This hurricane news is so awful and I often write on a topic I’ve been thinking about as a distraction from events. You may or more likely may not find this exploration interesting but it does help me focus elsewhere and escape from what’s going on in this scary world:
I’ve just heard on NPR that owls have the ability to shut down all external sensory input that would distract them when they swoop down on their prey. The reporter went on to suggest that this mechanism, this ability to turn off or tune out information, has been observed in owls and likely exists in all animals with brains, because the brain has the ability to selectively do that.
Psychologists have created a long list of defense mechanisms in humans. One is anger displacement: Kicking the dog because you’re angry about something else. The one the owls bring up is denial. It’s healthy, even necessary, when something terrible happens and you need time to absorb it, to adjust to it. But in the extreme, people simply avoid truths they cannot or choose not to face. That is denial.
As brain science becomes more sophisticated, our behaviors appear less to be about conscious choice Than previously believed. (Agency is quite another matter: What you do has consequences and you are responsible for that and you change your behavior.)
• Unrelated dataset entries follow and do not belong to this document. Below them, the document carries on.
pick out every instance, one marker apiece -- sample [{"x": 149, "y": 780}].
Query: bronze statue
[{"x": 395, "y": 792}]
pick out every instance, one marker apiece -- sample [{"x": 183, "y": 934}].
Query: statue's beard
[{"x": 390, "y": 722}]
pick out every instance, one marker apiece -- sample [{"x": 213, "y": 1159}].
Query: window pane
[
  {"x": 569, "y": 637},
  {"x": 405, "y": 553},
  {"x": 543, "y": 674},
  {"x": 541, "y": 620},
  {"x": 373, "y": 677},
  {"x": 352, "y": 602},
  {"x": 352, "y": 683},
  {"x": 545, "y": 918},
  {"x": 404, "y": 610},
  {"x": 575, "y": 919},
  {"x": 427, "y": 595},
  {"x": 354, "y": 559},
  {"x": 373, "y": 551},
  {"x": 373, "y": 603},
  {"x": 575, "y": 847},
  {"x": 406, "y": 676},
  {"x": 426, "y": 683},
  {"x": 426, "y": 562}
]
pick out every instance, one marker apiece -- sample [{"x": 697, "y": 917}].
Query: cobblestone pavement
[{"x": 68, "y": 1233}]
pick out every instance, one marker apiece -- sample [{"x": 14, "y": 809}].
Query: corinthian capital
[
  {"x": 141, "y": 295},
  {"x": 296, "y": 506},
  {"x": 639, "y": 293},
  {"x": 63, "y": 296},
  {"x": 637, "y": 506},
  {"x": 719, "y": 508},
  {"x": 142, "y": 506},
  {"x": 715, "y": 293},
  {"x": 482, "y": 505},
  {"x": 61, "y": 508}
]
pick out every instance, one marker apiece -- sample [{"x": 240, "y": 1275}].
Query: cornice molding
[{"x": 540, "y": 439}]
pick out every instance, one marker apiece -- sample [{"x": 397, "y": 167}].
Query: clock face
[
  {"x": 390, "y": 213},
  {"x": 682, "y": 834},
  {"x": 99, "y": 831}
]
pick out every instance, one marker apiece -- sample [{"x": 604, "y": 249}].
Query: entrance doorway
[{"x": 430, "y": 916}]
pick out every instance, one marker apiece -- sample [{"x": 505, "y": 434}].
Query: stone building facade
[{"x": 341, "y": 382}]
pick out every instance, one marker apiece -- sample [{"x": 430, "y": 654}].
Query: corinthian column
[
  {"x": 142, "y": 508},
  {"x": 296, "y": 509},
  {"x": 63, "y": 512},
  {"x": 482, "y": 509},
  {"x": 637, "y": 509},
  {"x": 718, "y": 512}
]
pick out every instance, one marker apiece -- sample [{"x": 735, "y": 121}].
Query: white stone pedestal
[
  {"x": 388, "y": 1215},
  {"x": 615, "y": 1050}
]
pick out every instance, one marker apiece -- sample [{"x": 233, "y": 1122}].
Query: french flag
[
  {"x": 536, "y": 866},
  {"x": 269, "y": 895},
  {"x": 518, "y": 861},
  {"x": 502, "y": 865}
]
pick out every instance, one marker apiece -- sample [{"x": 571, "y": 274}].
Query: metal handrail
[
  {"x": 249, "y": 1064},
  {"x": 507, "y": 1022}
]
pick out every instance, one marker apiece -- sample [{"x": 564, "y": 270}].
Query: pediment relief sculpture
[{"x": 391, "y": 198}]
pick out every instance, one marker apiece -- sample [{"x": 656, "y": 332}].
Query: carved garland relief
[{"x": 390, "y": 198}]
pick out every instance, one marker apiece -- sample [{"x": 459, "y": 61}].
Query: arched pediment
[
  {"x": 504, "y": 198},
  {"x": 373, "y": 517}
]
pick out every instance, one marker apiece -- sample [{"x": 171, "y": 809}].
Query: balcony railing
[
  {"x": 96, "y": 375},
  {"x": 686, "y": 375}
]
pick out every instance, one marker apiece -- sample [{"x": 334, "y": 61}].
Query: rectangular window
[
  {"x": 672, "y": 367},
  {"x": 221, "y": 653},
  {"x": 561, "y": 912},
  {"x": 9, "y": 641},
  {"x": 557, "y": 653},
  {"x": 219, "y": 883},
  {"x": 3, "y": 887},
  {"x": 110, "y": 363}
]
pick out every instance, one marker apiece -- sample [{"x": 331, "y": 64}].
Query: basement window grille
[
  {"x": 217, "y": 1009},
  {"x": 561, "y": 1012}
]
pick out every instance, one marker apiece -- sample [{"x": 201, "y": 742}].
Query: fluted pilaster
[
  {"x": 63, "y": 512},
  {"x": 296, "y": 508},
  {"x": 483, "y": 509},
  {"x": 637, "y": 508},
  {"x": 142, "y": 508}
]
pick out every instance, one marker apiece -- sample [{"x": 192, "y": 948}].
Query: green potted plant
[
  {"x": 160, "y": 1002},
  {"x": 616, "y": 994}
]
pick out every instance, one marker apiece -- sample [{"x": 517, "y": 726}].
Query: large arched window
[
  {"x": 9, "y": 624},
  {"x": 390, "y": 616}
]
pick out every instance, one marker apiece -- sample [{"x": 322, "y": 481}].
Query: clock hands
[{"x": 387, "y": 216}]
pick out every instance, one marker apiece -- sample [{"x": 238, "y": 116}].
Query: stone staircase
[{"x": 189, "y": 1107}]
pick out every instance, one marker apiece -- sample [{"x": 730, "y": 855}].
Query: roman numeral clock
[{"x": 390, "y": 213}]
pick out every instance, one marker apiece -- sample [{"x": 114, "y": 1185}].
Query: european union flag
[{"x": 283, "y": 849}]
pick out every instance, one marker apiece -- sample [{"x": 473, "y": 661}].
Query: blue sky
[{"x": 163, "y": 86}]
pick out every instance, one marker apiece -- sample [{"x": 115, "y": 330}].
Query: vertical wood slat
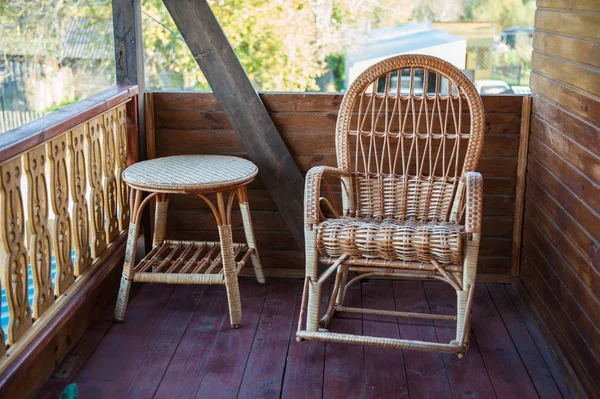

Somewhat tangentially but very interestingly, there is increasing documented evidence that environment, in addition to your genetic inheritance, does shape who you are and “choices” you make in your behavior. For example, mice that are mothers can be negatively impacted by their environment and forsake their mothering instincts. When given certain negative stimuli, even good mothers no longer well tend their offspring. Both poverty and adverse dysfunctional family conditions shape who you are and can turn off or on certain genes. Interventions can remedy some of this but it’s unlikely that profound remediation is possible in a single generation.
Libertarians and those who want to marginalize groups like the poor and racial minorities as a cohort believe that human beings make entirely conscious choices and that “bad” choices are independent of psychological or sociological origins, that “choice” is somehow absolute and wholly deliberate. They minimize or ignore data that does not support their beliefs. They minimize psychological and sociological explanations, claim that sociology in particular is soft, that social beliefs are only subjective constructs lacking any objective reality that can be measured. That the truth of their own social beliefs is absolute. This is what people believed in the 18th Century.
But it’s been interesting to see that even those things that once seemed objectively measurable in absolute numbers—people’s decisions about money, in particular—in reality are rooted not only such measures but also in feelings. People may spend or invest rationally but they may also spend or invest irrationally. Milton Friedman notwithstanding. The science is clear.
Boring digression, I know.
For me, right now, the most interesting thing will be human studies of the brain that help to explain denial.